Scientists are pouring through the data that the Cassini Saturn mission provided on the ringed planet and its atmospheric conditions. Back in 2004 Cassini originally found that the southern hemisphere was in summer and a broad, warm, high-altitude vortex was spinning in the southern pole with no similar conditions existing in the colder, wintertime, northern pole.

Now that the seasons on Saturn are starting to change the Cassini data suggests that a similar vortex is starting to form near the northern pole. Scientists note that this particular vortex sits hundreds of kilometers above the clouds in the stratosphere of the planet. A surprise finding for the scientists was that the edges of this new Vortex appear to be hexagonal matching the pattern seen deeper in the atmosphere.

Scientists expected a vortex to form at the northern pole as it warmed, but the shape of the vortex was a surprise. The team says that either two hexagon vortex weather patterns formed spontaneously and identically, or the hexagonal vortex is massive and towers vertically for several hundred kilometers. Most of the weather on Saturn is in the cloud levels of the planet. The north polar hexagon has been studied for decades.

That pattern was thought to be akin to the Polar Jet Stream here on Earth. The new data comes thanks to Cassini finally begin able to study the northern pole in infrared light. That portion of the planet was originally too cold for IR studies, but the summer warming trend has made IR possible.
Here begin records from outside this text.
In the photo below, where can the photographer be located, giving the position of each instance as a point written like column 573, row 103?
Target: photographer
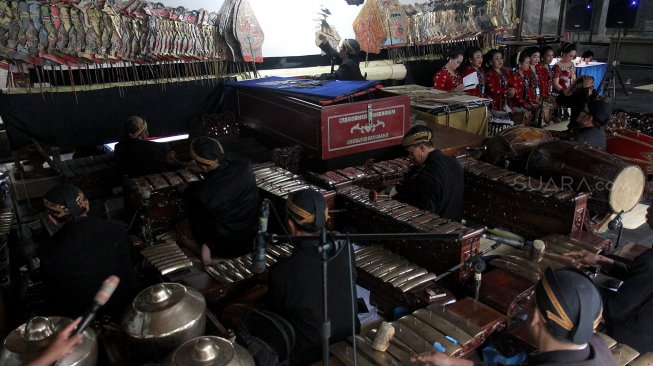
column 576, row 97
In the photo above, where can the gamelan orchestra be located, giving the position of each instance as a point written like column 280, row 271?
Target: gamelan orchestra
column 448, row 183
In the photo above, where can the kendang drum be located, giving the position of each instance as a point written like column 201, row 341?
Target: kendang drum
column 210, row 350
column 29, row 340
column 615, row 185
column 632, row 146
column 515, row 142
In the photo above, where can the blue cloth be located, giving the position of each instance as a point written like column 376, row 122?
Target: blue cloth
column 596, row 71
column 328, row 89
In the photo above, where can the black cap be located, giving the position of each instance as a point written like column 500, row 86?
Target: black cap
column 65, row 200
column 308, row 209
column 600, row 111
column 351, row 46
column 135, row 126
column 570, row 304
column 206, row 150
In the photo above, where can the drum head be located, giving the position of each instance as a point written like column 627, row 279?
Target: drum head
column 627, row 189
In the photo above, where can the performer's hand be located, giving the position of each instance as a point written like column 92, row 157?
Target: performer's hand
column 62, row 345
column 584, row 258
column 436, row 358
column 649, row 216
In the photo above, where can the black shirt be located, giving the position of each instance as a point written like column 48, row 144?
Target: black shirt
column 78, row 258
column 438, row 187
column 596, row 353
column 295, row 292
column 348, row 69
column 223, row 208
column 136, row 158
column 576, row 102
column 592, row 136
column 630, row 311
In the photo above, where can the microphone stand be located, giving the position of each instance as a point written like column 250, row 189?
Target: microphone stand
column 617, row 223
column 326, row 323
column 324, row 247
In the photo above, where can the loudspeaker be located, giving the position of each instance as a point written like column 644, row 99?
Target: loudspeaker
column 622, row 13
column 578, row 15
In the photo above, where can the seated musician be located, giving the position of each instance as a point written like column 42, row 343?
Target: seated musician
column 81, row 255
column 590, row 122
column 438, row 185
column 295, row 284
column 576, row 97
column 629, row 311
column 348, row 58
column 223, row 207
column 448, row 78
column 561, row 319
column 136, row 156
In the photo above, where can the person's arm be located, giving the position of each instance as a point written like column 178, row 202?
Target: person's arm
column 518, row 98
column 435, row 358
column 610, row 266
column 62, row 345
column 557, row 87
column 330, row 51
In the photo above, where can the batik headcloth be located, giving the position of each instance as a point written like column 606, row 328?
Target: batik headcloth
column 417, row 135
column 65, row 200
column 570, row 303
column 308, row 209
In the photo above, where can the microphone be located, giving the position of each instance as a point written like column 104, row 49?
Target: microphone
column 502, row 240
column 108, row 287
column 616, row 222
column 258, row 264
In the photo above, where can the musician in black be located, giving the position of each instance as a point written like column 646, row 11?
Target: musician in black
column 590, row 122
column 629, row 311
column 348, row 58
column 438, row 183
column 565, row 310
column 295, row 284
column 223, row 207
column 136, row 156
column 84, row 251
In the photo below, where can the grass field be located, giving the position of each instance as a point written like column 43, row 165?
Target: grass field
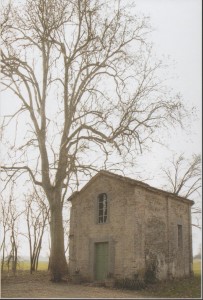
column 178, row 288
column 182, row 288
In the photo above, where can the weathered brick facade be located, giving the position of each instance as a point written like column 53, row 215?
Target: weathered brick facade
column 146, row 228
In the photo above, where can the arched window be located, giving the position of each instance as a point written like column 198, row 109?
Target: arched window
column 102, row 208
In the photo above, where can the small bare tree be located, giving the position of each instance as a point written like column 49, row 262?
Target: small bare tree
column 183, row 178
column 37, row 217
column 10, row 232
column 89, row 89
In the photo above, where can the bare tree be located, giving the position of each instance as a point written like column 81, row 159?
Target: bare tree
column 88, row 88
column 37, row 217
column 183, row 178
column 10, row 233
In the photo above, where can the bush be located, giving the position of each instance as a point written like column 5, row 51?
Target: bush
column 130, row 284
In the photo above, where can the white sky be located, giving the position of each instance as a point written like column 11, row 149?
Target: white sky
column 177, row 33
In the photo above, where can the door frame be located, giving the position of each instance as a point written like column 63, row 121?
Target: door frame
column 92, row 255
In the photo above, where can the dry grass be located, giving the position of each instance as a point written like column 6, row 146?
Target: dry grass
column 38, row 285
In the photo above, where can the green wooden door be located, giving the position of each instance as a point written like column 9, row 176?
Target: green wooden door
column 101, row 261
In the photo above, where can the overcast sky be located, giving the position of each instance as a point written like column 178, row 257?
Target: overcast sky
column 177, row 36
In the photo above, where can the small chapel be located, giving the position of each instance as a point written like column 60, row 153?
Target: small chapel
column 121, row 227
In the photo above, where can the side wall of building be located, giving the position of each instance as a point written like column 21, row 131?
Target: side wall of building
column 168, row 249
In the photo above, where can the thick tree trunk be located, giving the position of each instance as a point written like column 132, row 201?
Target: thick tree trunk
column 58, row 265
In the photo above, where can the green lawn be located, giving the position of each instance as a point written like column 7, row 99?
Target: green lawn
column 181, row 288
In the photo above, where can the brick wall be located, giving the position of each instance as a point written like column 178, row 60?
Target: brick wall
column 141, row 231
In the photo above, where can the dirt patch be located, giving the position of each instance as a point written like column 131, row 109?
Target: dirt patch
column 38, row 285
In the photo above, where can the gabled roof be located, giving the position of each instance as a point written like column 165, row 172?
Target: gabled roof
column 131, row 182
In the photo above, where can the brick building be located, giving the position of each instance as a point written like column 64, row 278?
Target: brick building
column 124, row 227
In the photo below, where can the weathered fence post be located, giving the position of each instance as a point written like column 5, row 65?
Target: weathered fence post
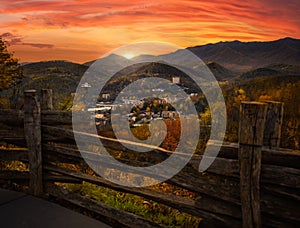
column 251, row 129
column 32, row 128
column 272, row 132
column 46, row 104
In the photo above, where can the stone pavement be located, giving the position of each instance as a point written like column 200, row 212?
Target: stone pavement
column 20, row 210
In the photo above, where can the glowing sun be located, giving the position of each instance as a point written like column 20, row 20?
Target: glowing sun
column 128, row 55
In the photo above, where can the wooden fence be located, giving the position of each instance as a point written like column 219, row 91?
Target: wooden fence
column 250, row 184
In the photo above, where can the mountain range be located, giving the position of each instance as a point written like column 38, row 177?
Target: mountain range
column 235, row 55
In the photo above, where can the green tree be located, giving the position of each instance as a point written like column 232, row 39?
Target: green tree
column 10, row 69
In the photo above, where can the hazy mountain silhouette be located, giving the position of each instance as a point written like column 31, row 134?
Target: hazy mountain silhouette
column 272, row 70
column 243, row 56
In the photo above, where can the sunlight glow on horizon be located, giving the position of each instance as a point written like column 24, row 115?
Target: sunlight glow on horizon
column 129, row 55
column 86, row 30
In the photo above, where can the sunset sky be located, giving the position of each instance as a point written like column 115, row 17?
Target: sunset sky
column 80, row 30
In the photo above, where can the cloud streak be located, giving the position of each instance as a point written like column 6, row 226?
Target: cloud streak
column 109, row 24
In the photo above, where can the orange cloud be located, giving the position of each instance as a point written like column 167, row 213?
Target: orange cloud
column 72, row 28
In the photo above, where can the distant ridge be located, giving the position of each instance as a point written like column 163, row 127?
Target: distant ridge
column 236, row 55
column 243, row 56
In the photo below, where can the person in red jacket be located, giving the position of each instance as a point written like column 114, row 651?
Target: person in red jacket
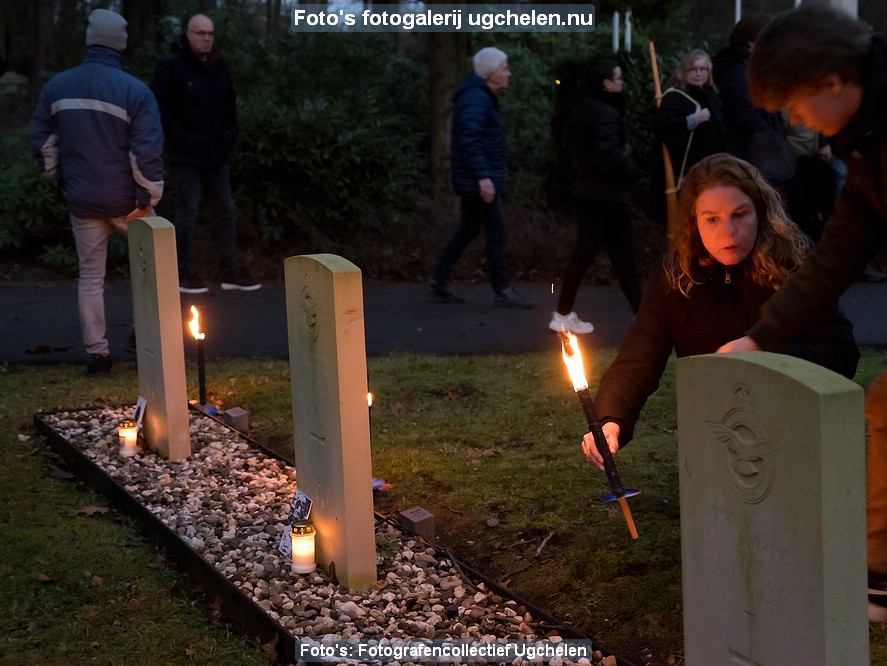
column 830, row 74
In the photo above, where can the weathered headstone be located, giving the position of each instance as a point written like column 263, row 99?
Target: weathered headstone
column 772, row 485
column 327, row 349
column 159, row 336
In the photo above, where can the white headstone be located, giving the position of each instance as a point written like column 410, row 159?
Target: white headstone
column 327, row 348
column 159, row 336
column 772, row 485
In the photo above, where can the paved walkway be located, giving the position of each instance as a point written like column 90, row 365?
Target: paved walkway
column 39, row 321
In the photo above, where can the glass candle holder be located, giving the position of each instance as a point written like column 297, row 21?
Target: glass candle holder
column 128, row 434
column 302, row 534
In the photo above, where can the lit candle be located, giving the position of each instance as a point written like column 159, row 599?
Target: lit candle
column 573, row 360
column 199, row 338
column 127, row 434
column 302, row 535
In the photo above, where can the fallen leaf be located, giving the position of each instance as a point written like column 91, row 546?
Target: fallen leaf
column 159, row 562
column 270, row 649
column 89, row 510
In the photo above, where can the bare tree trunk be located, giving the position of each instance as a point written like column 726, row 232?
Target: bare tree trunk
column 272, row 18
column 42, row 43
column 141, row 18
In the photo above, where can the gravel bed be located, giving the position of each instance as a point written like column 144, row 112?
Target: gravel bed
column 229, row 503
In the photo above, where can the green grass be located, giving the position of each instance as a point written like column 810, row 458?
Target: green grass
column 489, row 445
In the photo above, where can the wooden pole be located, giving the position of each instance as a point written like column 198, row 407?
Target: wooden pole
column 671, row 192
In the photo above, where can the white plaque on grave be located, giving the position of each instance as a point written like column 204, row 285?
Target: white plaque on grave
column 772, row 485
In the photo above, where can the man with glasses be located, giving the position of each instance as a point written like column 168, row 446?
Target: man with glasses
column 196, row 95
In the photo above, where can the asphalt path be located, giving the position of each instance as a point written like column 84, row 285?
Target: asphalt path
column 39, row 320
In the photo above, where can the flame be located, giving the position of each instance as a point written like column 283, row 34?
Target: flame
column 573, row 360
column 195, row 324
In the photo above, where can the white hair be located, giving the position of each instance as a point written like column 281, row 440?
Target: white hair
column 488, row 60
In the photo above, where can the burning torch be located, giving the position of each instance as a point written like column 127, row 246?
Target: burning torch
column 573, row 360
column 199, row 337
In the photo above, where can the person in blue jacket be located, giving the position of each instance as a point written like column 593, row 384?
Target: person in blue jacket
column 97, row 132
column 478, row 176
column 195, row 92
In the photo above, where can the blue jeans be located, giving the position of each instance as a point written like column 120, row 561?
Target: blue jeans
column 91, row 239
column 475, row 212
column 190, row 182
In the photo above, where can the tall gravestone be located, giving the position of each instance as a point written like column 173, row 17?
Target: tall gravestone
column 327, row 349
column 772, row 486
column 159, row 336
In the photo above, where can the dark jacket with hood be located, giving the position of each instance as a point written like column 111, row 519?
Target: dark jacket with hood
column 197, row 105
column 717, row 311
column 858, row 227
column 754, row 134
column 671, row 129
column 478, row 145
column 602, row 168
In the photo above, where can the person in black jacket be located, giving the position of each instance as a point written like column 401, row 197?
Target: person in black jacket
column 196, row 96
column 602, row 175
column 689, row 120
column 734, row 246
column 830, row 74
column 478, row 175
column 755, row 135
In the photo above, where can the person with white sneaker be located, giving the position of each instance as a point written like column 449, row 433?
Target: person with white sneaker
column 477, row 167
column 734, row 245
column 602, row 174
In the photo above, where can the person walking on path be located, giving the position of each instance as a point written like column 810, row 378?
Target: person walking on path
column 98, row 133
column 830, row 74
column 196, row 95
column 689, row 120
column 754, row 134
column 478, row 176
column 602, row 175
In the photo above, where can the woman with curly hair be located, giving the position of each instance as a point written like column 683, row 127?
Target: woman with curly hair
column 733, row 248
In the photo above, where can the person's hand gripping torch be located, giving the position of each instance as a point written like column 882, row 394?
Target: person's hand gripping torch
column 573, row 360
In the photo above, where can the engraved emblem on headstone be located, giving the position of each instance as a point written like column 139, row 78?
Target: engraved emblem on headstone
column 309, row 311
column 746, row 447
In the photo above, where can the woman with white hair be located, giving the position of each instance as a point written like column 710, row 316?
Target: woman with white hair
column 478, row 173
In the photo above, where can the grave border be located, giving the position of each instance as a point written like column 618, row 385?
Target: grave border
column 249, row 619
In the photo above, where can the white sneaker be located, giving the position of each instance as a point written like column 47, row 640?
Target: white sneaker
column 570, row 322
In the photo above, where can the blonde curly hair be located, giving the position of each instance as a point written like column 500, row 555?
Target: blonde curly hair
column 780, row 246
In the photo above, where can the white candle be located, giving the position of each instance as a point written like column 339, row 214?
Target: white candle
column 302, row 534
column 127, row 433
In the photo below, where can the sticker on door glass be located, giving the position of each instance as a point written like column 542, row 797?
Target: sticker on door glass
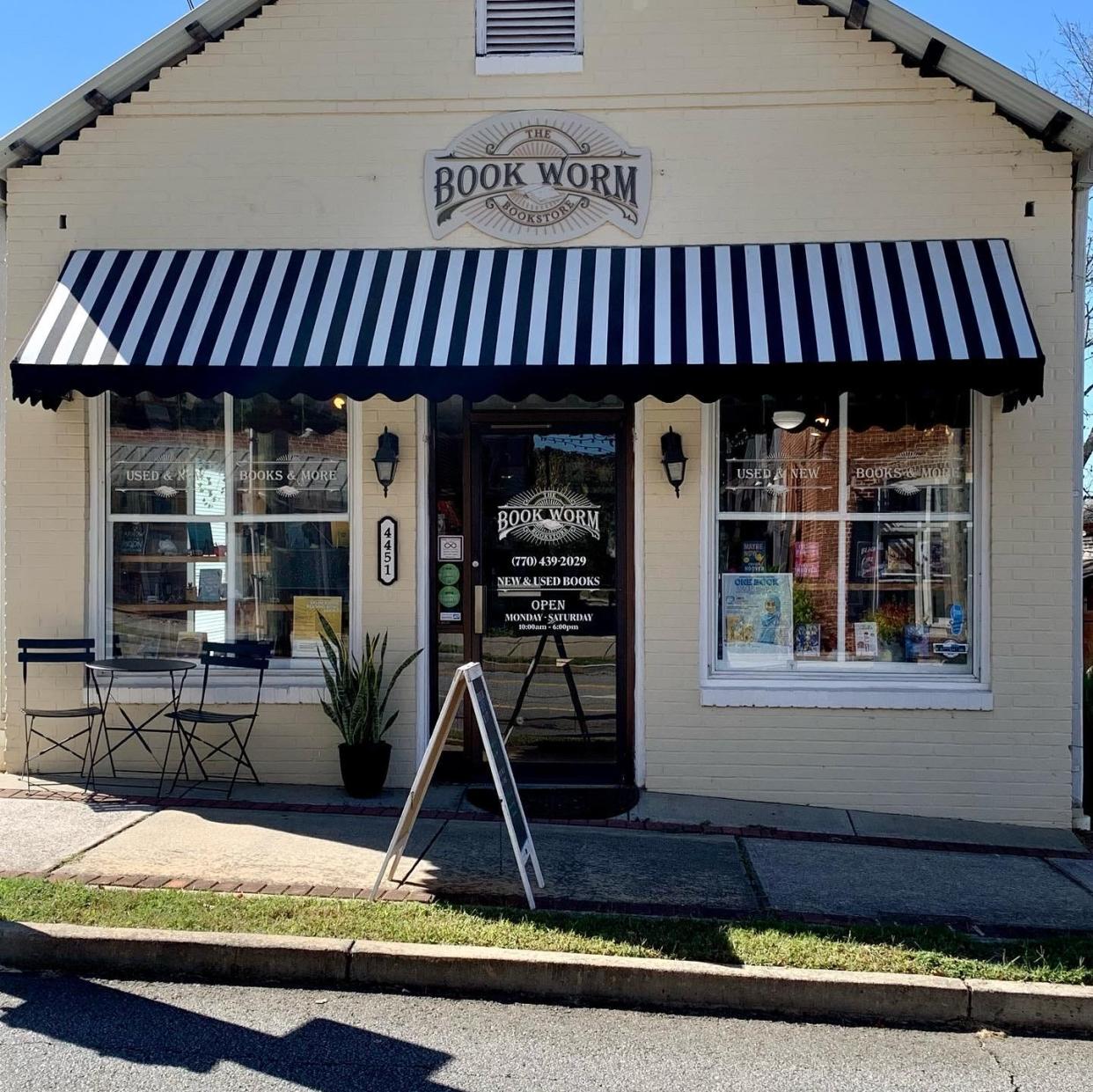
column 554, row 516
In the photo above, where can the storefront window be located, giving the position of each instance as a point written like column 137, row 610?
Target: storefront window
column 229, row 519
column 841, row 547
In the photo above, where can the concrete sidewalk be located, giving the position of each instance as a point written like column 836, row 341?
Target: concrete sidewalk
column 1044, row 883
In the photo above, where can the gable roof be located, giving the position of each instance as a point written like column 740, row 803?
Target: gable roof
column 1039, row 113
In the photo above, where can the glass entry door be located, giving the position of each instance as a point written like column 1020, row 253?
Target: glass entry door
column 547, row 580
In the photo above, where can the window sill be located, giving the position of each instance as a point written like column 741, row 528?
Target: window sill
column 528, row 63
column 781, row 693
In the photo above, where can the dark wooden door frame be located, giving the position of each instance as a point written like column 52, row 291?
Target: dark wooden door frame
column 621, row 422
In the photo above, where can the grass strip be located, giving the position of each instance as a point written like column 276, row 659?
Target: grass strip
column 905, row 950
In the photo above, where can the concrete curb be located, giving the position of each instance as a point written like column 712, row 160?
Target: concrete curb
column 673, row 986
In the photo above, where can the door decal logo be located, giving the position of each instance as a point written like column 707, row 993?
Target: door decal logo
column 554, row 515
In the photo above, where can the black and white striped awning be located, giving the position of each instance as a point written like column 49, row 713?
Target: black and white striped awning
column 704, row 320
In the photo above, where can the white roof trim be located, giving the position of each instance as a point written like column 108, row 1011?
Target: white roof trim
column 1016, row 96
column 71, row 113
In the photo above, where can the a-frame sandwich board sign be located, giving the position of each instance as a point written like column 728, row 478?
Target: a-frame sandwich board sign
column 469, row 682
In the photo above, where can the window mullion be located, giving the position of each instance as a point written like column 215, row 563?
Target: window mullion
column 230, row 515
column 843, row 526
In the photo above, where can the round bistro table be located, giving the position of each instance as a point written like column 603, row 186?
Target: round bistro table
column 109, row 671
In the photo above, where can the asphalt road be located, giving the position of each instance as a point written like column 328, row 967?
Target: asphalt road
column 60, row 1033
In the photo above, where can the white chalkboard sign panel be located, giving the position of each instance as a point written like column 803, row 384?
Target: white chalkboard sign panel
column 468, row 681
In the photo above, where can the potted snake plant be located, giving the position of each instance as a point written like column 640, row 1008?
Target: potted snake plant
column 356, row 702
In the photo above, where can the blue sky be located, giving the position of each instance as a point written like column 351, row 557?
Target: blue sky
column 53, row 48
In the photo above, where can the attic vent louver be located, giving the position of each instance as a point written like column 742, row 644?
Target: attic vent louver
column 528, row 26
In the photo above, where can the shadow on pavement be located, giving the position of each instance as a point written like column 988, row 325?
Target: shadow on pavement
column 321, row 1054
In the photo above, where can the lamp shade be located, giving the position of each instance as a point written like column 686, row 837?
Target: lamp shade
column 386, row 458
column 672, row 458
column 789, row 419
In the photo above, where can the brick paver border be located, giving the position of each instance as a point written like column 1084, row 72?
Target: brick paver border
column 257, row 889
column 614, row 824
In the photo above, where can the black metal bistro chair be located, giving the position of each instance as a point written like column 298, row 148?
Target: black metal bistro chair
column 62, row 737
column 219, row 732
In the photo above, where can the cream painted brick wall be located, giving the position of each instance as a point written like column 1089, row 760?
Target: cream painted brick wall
column 767, row 121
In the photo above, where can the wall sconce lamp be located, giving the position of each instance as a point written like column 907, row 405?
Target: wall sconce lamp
column 386, row 459
column 672, row 458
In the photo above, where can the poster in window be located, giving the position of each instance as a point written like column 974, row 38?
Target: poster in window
column 305, row 621
column 867, row 561
column 753, row 555
column 899, row 556
column 807, row 561
column 807, row 641
column 865, row 641
column 758, row 619
column 916, row 643
column 209, row 585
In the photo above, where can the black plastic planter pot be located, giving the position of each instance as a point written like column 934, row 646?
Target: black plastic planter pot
column 364, row 767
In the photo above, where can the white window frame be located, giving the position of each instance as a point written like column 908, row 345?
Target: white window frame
column 532, row 63
column 843, row 686
column 285, row 682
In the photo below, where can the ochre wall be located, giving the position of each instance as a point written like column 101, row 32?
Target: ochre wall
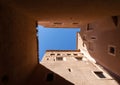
column 18, row 48
column 106, row 34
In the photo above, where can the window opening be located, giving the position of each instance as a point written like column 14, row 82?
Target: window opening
column 50, row 77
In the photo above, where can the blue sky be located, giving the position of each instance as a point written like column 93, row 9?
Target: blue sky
column 56, row 39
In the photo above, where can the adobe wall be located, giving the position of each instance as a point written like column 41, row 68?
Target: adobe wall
column 104, row 34
column 18, row 48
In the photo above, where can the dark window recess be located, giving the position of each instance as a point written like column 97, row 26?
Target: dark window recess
column 99, row 74
column 50, row 77
column 91, row 46
column 115, row 20
column 52, row 54
column 112, row 50
column 47, row 58
column 59, row 58
column 69, row 69
column 89, row 27
column 5, row 79
column 84, row 38
column 58, row 54
column 78, row 58
column 58, row 23
column 75, row 23
column 75, row 54
column 68, row 54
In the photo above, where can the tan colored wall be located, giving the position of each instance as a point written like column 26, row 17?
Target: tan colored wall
column 18, row 48
column 106, row 33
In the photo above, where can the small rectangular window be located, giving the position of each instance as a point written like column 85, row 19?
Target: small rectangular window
column 93, row 38
column 59, row 58
column 91, row 46
column 99, row 74
column 50, row 77
column 75, row 54
column 112, row 50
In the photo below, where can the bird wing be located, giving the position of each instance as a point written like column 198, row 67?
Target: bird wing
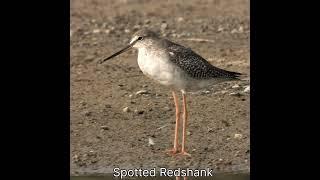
column 194, row 65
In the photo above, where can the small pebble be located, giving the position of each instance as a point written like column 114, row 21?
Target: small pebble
column 236, row 86
column 180, row 19
column 104, row 127
column 127, row 30
column 147, row 21
column 136, row 27
column 126, row 109
column 237, row 136
column 96, row 31
column 138, row 111
column 164, row 26
column 247, row 89
column 234, row 31
column 235, row 94
column 240, row 29
column 142, row 92
column 87, row 113
column 220, row 29
column 151, row 142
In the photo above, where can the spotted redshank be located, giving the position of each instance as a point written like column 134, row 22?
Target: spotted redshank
column 177, row 67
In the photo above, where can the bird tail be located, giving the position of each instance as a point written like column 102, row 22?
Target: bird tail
column 238, row 76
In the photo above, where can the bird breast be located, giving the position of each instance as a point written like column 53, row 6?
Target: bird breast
column 157, row 65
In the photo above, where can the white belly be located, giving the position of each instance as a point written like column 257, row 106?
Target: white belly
column 159, row 68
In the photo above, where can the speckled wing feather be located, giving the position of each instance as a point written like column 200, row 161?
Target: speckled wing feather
column 194, row 65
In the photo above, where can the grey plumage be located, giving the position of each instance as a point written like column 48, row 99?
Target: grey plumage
column 194, row 65
column 186, row 59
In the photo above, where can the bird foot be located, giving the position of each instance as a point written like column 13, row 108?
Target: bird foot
column 172, row 151
column 185, row 153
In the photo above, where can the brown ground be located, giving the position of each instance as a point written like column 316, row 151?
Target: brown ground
column 104, row 137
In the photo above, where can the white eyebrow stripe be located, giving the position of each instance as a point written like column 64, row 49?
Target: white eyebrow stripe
column 133, row 39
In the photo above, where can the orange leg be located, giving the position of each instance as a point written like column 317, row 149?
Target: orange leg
column 176, row 132
column 185, row 118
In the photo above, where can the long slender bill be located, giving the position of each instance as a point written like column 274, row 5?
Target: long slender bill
column 116, row 54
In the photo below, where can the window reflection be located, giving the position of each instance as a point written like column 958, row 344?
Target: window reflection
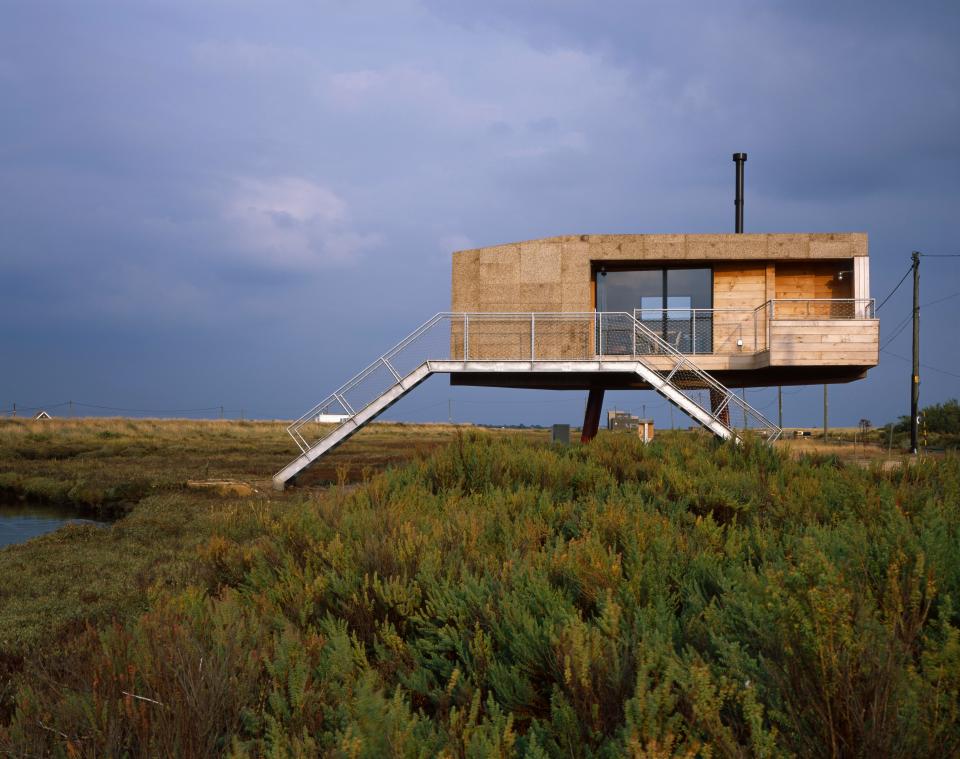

Data suggests that the two poles of Saturn behave very differently. This leads to two possibilities, one is that there is a fundamental asymmetry in the poles of Saturn science doesn't yet understand. The other is that the north polar vortex was still developing in the last observations and continued to develop after Cassini died in 2017. Researchers will continue to investigate this phenomenon and believe that it is unlikely that a single massive tower-like vortex can exist due to wind conditions that change with altitude.